Bir annenin düştüğü durum; anneler hiçbir zaman evladının dışarıda küçük düşmesini istemez. Yakın çevresinde bunların yaşanmasını hiç istemez. Anne Feride'nin odasında Baba denen o zat ile, yaverimiz Turgut savcı yalan üstüne yalan söyledikleri ve düzgün rol kesemedikleri sahnedeki, Feride'nin annesinin bakışları çok hoştu. Kadın gözleri ile konuştu.
Bir de dünkü bölümde çok güzel bir konuya daha değindiler. Hoşuma gitti, şöyle bir düşündüm. Ne evrenseldir o okulda yazdığımız küçük notlar. Sevdiğin kıza verirsin. 70’lerde aynı, 80’lerde aynı, 90’larda aynı, 2000’lerde aynı, 2010’larda aynı, hiç mi değişmez arkadaş sanki genlerle geçiyor. Bu adet babadan oğula, anneden kızına geçer gibi. Sevdiğini söylersin o kağıtta, Tartışmanı yazarsın o kağıtta, kaçamaklarını yazarsın o kağıtta, nerede bulaşacağına değinirsin o kağıtta, kopya yazarsın o kağıtta. Ders hak getire, yani değişmeyen tek şey değişimin kendisidir, denir. Galiba bu değişmeyecek.
Birde eski terbiye adabı vardır. Utançtan yüzüne bakamayan evladı görmeyi İnsan özlemiyor değil, ne güzel bir adetti. Baba veya annene yanlış yaptıysan onları üzdüysen, senden büyük insanın önünde yüzün aşağıya bakardı. Onu utandırmanın verdiği üzüntüyü yaşardı çocuklar. Gözlerine bakamam utançtan derdi. Şimdi maşallah yüzüne bakıyor, hatasının üzerine bir de bir kamyon laf söylüyor. Ne de olsa özgürüz ya ! terbiyeye ne gerek var. Anne baba kimmiş.

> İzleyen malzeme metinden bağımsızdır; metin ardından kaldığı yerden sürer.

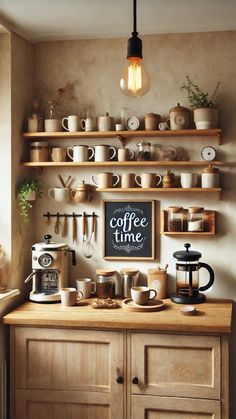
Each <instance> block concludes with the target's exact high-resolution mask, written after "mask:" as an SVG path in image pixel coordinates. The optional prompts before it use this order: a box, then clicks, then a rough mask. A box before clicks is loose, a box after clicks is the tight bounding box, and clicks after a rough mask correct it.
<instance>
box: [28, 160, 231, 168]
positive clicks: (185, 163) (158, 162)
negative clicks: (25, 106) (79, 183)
mask: <svg viewBox="0 0 236 419" xmlns="http://www.w3.org/2000/svg"><path fill="white" fill-rule="evenodd" d="M211 163H212V164H213V165H214V166H227V165H229V163H226V162H222V161H212V162H211ZM140 164H141V165H142V167H154V166H157V167H178V166H180V167H182V166H185V167H187V166H189V167H194V166H195V167H201V166H202V167H207V166H209V162H206V161H204V160H202V161H190V160H181V161H175V160H163V161H160V160H157V161H154V160H149V161H137V160H136V161H104V162H94V161H84V162H72V161H63V162H53V161H43V162H23V163H22V166H26V167H54V166H56V167H119V166H120V167H124V166H128V167H134V166H140Z"/></svg>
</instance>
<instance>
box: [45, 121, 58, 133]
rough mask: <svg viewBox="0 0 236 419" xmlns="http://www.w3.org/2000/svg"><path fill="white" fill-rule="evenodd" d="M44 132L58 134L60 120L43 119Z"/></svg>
mask: <svg viewBox="0 0 236 419" xmlns="http://www.w3.org/2000/svg"><path fill="white" fill-rule="evenodd" d="M44 130H45V132H60V131H61V120H60V119H45V120H44Z"/></svg>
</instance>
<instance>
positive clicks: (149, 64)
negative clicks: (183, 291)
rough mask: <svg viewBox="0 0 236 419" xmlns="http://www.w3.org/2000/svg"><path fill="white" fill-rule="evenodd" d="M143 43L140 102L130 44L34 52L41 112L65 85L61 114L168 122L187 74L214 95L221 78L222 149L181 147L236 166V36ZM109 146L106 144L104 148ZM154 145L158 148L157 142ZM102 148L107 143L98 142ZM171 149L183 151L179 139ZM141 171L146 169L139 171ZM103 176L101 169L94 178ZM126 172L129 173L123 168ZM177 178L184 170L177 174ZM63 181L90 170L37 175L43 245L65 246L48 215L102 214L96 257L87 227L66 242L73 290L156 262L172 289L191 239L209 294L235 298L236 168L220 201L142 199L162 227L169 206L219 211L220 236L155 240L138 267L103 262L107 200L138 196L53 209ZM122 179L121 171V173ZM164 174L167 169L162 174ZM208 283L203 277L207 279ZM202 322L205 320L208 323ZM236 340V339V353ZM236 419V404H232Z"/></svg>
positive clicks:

Mahirin bir sözü ile bu hafta ki yazıma son vermek istiyorum. Mahirin babası ile konuştuğu sahnede;
Nazif baba: Eğer dünyanın adaleti varsa er geç hak yerini bulur. Git konuş ki geç kaldığın her dakika affedilme umudunu azaltır.
Mahir: Her aşkında bir adaleti vardır baba, ben bu aşkta en ağır cezayı hakettim. Feride kalbinde asacak beni.
Haftaya tüm gözler Karadayıda olacak, bakalım neler gelecek Mahir'in başına.